The plasma membranes of living cells undergo constant recycling through the dynamic processes of membrane retrieval and membrane insertion. Through these endocytic and exocytic events, which include intermediate membrane transport pathways, the relative abundance of specific plasma membrane components and the secretion of molecules can be regulated. Complex mechanisms involving protein-protein interactions have evolved to coordinate such membrane trafficking processes to ensure that transported membranes are appropriately targeted to their specific destinations (36
). These mechanisms include directed movements on cytoskeletal tracks (39
) and the concerted actions of tethering proteins that anchor transport vesicles to cognate target membranes (27
). The membrane fusion step in exocytosis is highly dependent on proteins that join membranes in close proximity such that two separate lipid bilayers merge into one (16
).
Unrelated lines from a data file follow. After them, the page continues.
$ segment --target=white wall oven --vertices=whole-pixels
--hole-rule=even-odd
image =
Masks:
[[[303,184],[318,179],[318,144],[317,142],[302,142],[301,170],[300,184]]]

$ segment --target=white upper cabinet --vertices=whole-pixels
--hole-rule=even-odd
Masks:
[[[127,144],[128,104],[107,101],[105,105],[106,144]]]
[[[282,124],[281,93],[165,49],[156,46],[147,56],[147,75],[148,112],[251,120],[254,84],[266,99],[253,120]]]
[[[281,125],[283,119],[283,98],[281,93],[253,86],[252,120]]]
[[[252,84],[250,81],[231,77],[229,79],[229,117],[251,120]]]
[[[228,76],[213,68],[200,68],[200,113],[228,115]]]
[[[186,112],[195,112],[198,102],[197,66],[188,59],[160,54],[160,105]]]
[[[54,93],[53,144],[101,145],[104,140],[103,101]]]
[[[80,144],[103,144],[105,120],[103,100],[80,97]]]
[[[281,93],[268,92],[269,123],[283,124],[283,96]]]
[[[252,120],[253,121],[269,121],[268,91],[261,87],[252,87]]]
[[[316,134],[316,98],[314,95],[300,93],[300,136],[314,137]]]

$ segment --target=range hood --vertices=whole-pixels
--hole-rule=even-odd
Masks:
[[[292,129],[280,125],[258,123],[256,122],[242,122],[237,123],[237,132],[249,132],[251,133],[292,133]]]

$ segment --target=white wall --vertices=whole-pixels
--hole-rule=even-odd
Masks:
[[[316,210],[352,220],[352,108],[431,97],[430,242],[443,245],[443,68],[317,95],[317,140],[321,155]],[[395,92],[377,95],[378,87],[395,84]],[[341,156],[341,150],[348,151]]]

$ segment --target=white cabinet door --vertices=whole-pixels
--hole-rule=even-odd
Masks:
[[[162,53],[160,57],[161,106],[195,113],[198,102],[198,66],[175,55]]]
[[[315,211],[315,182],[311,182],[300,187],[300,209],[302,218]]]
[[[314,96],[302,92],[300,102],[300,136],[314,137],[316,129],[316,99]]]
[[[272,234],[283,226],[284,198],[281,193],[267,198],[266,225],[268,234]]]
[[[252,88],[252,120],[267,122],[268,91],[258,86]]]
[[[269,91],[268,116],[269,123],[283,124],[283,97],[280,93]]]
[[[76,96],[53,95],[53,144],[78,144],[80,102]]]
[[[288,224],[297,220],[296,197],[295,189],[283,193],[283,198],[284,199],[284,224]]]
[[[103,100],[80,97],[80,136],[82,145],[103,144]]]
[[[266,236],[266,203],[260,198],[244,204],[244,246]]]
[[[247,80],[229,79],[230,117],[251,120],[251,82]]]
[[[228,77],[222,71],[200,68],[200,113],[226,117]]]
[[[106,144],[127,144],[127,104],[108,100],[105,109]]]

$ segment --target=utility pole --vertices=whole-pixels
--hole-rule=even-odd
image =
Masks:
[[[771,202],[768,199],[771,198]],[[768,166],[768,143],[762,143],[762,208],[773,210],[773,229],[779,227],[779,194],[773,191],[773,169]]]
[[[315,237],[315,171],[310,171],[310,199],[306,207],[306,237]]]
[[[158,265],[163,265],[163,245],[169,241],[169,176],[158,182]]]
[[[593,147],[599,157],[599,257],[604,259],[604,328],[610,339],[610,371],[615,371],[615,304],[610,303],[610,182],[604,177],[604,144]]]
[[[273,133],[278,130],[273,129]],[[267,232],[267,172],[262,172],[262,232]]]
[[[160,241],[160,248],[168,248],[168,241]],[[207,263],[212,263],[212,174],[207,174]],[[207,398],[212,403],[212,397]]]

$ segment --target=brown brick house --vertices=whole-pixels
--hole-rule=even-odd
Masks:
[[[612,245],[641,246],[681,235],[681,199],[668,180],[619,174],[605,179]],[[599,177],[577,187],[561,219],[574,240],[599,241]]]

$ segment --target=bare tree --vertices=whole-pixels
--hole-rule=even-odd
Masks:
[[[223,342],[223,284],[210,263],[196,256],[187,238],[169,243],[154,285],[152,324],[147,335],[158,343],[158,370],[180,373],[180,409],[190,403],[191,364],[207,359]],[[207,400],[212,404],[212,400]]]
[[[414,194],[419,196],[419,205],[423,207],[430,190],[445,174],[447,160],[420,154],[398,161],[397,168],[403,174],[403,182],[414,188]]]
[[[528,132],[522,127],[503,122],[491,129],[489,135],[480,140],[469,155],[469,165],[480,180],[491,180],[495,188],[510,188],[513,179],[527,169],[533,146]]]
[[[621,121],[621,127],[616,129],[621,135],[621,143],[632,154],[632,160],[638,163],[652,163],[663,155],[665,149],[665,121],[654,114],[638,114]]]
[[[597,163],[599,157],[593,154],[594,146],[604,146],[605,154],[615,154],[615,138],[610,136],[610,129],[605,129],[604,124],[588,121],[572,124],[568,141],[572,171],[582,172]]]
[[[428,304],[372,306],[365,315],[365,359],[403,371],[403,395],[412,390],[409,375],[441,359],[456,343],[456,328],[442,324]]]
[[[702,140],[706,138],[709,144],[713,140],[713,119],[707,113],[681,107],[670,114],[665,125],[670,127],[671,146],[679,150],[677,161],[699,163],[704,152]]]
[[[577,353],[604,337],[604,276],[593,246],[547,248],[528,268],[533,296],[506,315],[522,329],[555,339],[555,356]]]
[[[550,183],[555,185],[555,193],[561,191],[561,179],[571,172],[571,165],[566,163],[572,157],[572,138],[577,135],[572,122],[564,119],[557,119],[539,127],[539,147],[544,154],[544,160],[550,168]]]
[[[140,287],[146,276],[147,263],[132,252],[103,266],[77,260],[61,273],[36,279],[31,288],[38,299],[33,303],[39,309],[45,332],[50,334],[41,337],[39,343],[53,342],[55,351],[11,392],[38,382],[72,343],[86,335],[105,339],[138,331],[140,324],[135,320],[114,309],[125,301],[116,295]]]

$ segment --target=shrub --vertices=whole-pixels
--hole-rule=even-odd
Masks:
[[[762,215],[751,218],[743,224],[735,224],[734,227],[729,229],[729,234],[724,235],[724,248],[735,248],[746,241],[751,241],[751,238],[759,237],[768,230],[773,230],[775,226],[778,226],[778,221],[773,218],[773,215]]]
One class of proteins that function in this fusion step are the SNAREs (35
), of which the synaptic vesicle proteins synaptobrevin/VAMP (15
) and syntaxin 1 (1
), as well as SNAP-25 (13
) on the plasma membrane, are best characterized. Although SNAREs are clearly important for fusion, they may not be involved in directly executing the fusion reaction. The hypothesis that several other cofactors are necessary to complete fusion is supported by the observation that at least under some specialized conditions the deficiencies of certain SNAREs do not prevent fusion (5
). Furthermore, specialized exocytic systems such as those in neuronal synapses contain unique proteins that facilitate targeting or regulation of membrane fusion (28
). Thus, the molecular details of membrane fusion processes remain an active area of investigation.
Among a number of newly discovered proteins that have been implicated in the membrane targeting and fusion processes are the SM family of proteins (38
), the septins (12
), and RIM (40
) and associated proteins. A recent report has also suggested the involvement of a class V myosin, myo52, in fission yeast in mediating vacuole fusion under osmotic stress, providing the first link between an actin-based motor and homotypic membrane fusion (23
). This suggestion is particularly interesting in light of findings in our laboratory that a myosin I family member (Myo1c) is required for optimal insulin-stimulated translocation of intracellular membranes containing GLUT4 glucose transporters to the plasma membrane (3
). In this membrane trafficking system, GLUT4 recycles between intracellular and plasma membrane compartments and insulin acutely stimulates GLUT4 exocytosis through a phosphatidylinositol (PI) 3-kinase-dependent pathway (6
). The detailed mechanism by which GLUT4-containing membranes fuse with the plasma membrane requires interaction between syntaxin 4 (t-SNARE) (41
) and VAMP-2 (v-SNARE) (7
). However, it is not known which components or processes that function in the GLUT4 recycling pathway are directly downstream of PI 3-kinase signaling or require the myosin Myo1c.
The aim of the present studies was to characterize the role of Myo1c in the trafficking pathway of GLUT4-containing membranes and its relationship to PI 3-kinase-sensitive steps. Previous work had shown that the expression of high levels of Myo1c in cultured adipocytes enhances the extent to which GLUT4 is translocated to the plasma membrane in response to insulin (3
). In other recent studies, PI 3-kinase signaling was implicated in the fusion step of exocytosis of GLUT4-containing membranes (25
). Consistent with this hypothesis, we report here that the blockade of PI 3-kinase inhibits the fusion of GLUT4-containing membrane vesicles with the plasma membrane and causes the accumulation of these vesicles just beneath the cell surface. Remarkably, high expression of Myo1c could override the block in membrane fusion caused by PI 3-kinase inhibition when insulin is also present. These data suggest that Myo1c drives a process that promotes the fusion of GLUT4-containing vesicles with the plasma membrane.